Martin e Charlie Sheen
E’ di un paio di giorni fa l’annuncio della morte del figlio trentaseienne di Sylvester Stallone, trovato senza vita, nel suo appartamento di Hollywood, forse a causa di un overdose, notizia che ha raggiunto l’attore mentre si trovava in tournèe per presentare il suo nuovo film Expandables 2, lasciandolo ovviamente sconvolto.
Il giovane, che aveva recitato da bambino in alcuni ruoli accanto al famoso padre, compreso quello del figlioletto in Rocky V (1990), coltivava il sogno di diventare regista e nel 2006 aveva anche ottenuto un premio al Boston Film Festival come miglior esordiente per la sua prima pellicola.
Nonostante ottime prospettive, una vita agiata e miriadi di agevolazioni, l’eredità schiacciante del cognome pesa a volte come un macigno sui figli delle celebrità i quali vivono spesso all’ombra dei genitori, tormentati dall’inadeguatezza e dall’ incapacità di gestire una notorietà forzata, scegliendo come via di fuga alcool e droga, in picchiata verso un destino infausto.
La morte di Sage Stallone è solo l’ultima di una serie di sfortunati epiloghi che vedono protagonisti figli di vip; famosa è la vicenda che vide coinvolto Marlon Brando e suo figlio Christian il quale dopo un’infanzia travagliata,comincia a fare uso di ogni tipo di droga e arriva ad uccidere il compagno della sorella Cheyenne, la quale si suciderà anni dopo. Al processo parteciperà anche lo stesso attore, accusandosi di essere stato un cattivo padre e i risultati si vedranno nel 2004 quando il figlio morirà di AIDS.

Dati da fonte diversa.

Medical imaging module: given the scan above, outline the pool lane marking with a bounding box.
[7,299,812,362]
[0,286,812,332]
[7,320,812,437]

Meno tragica ma comunque dai risvolti amari è la storia di Charlie Sheen figlio di Martin Sheen, i quali recitarono il ruolo di padre e figlio in Wall Street (1987) ma se la carriera di Sheen Senior è andata sempre a gonfie vele, quella del figlio ha conosciuto alti e bassi per poi precipitare quando ha cominciato ad avere un po’ troppo a che fare con la polizia. Nel ’98 fu ricoverato per overdose e costretto ad una cura disintossicante ma non contento è stato arrestato numerose volte per violenza domestica e aggressione contro le sue compagne.
Vita dura non solo per i figli delle star ma anche per i fratelli, gli eterni secondi, come il povero Chris Penn, fratello di Sean Penn, il quale ha recitato in diversi film, famosa la sua interpretazione in Le Iene (1992) di Quentin Tarantino; ottimo attore anche se non dotato del fascino del fratello, anche a causa della sua corpulenta stazza, morì a causa di problemi cardiaci nel 2006.
Quanti comuni mortali sognano di essere parenti di grandi star, immaginando quale vita mitica e dorata conducano, ma la realtà si rivela, giorno per giorno, sempre più misera e meschina. I figli d’arte soffrono nell’ infanzia e scontano le pene nella giovinezza, la maggior parte di loro non supera i 30anni, trascinano la loro vita in un’ amara solitudine e non trovando uno straccio d’appoggio, si rifugiano nell’ unica amica di tutti i disperati: la droga. C’è che riesce a costruirsi una propria strada, c’è chi addirittura cambia il cognome pur di scrollarsi di dosso quella scomoda parentela, come Angelina Jolie, figlia di Jon Voight, la cui consanguineità si è scoperta solo anni dopo il grande successo di lei; e chi invece vive spesso quel nome come una prigione e finisce per farne la propria condanna.